Complex filters in final site

Hi there! I’d like to ask some advice about using complex filters, not during hugo compilation, but in the final site.
I plan to build a little website to list all the cards in a card game (similar to Magic); each card has some plain attributes, like name, but others are meant to be filters like:

  • pantheon
  • era
  • strenght
  • etc

I’m looking for a way to implement a search with these filters (a OR a’ AND b or b’) with Hugo, but I’m failing to find a solution, maybe I’m asking the wrong questions.

Could you give me any hint? Do you have any example to check?

Thanks for your help!

Would you be possibly wanting to do something like this: https://www.w3schools.com/howto/howto_js_filter_elements.asp?

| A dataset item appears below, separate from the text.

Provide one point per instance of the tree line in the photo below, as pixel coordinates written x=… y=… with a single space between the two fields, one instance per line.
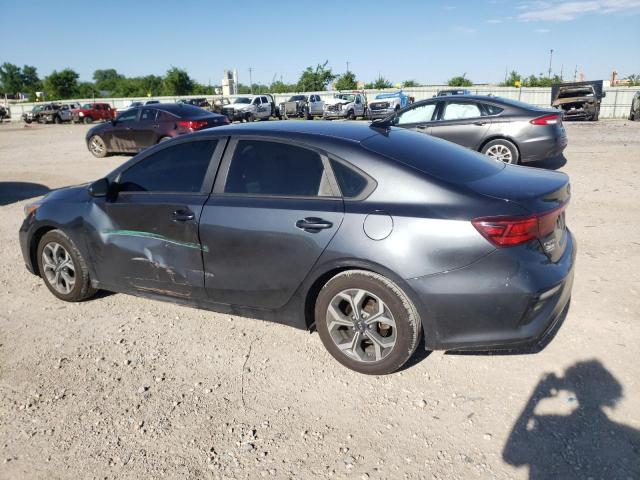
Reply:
x=65 y=84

This is more of a front-end solution (see JavaScript) as previously suggested. There are several solutions, and what you want to do is output the cards in themselves (as article, or div or whatever) with specific classes or data- attributes that you can then select with JavaScript and apply styles to (such as opacity: 0.5; or display: none; etc.). One ready-made library can be found here: https://github.com/metafizzy/isotope

I have created a shortcode for my personal theme that takes a similar —vanilla JavaScript— approach: https://github.com/Arty2/onion/blob/master/layouts/shortcodes/articles-filter.html and a live example at siadora.com.

See the comments within for an example of the styles used to hide the filtered-out elements.

Hi there! thank you for your responses. I’ve checked differente approaches, but I don’t find them suitable, as I need to load all the cards (even if I dont render them) to use the filters. As I’m talking about a thousand cards, this could lead to a very poor performance.
My current approach doesn’t use Hugo but Django (completely different point of view), but I’m taking some ideas from Hugo to make the proyect open to content contributions.

Best regards

The only thing I can think of then is to use Taxonomy in a ‘hacky’ way. You can probably integrate something like an infinite scroll library (I had tried one from the creator of masonry.js) and load your cards accordingly. It’s going to be a tough nut to crack but probably possible. I’d have love to try this if my college wouldn’t have poured the long list of projects.

But yeah, that’s probably one (or maybe not) way. Maybe it can help you think something even better.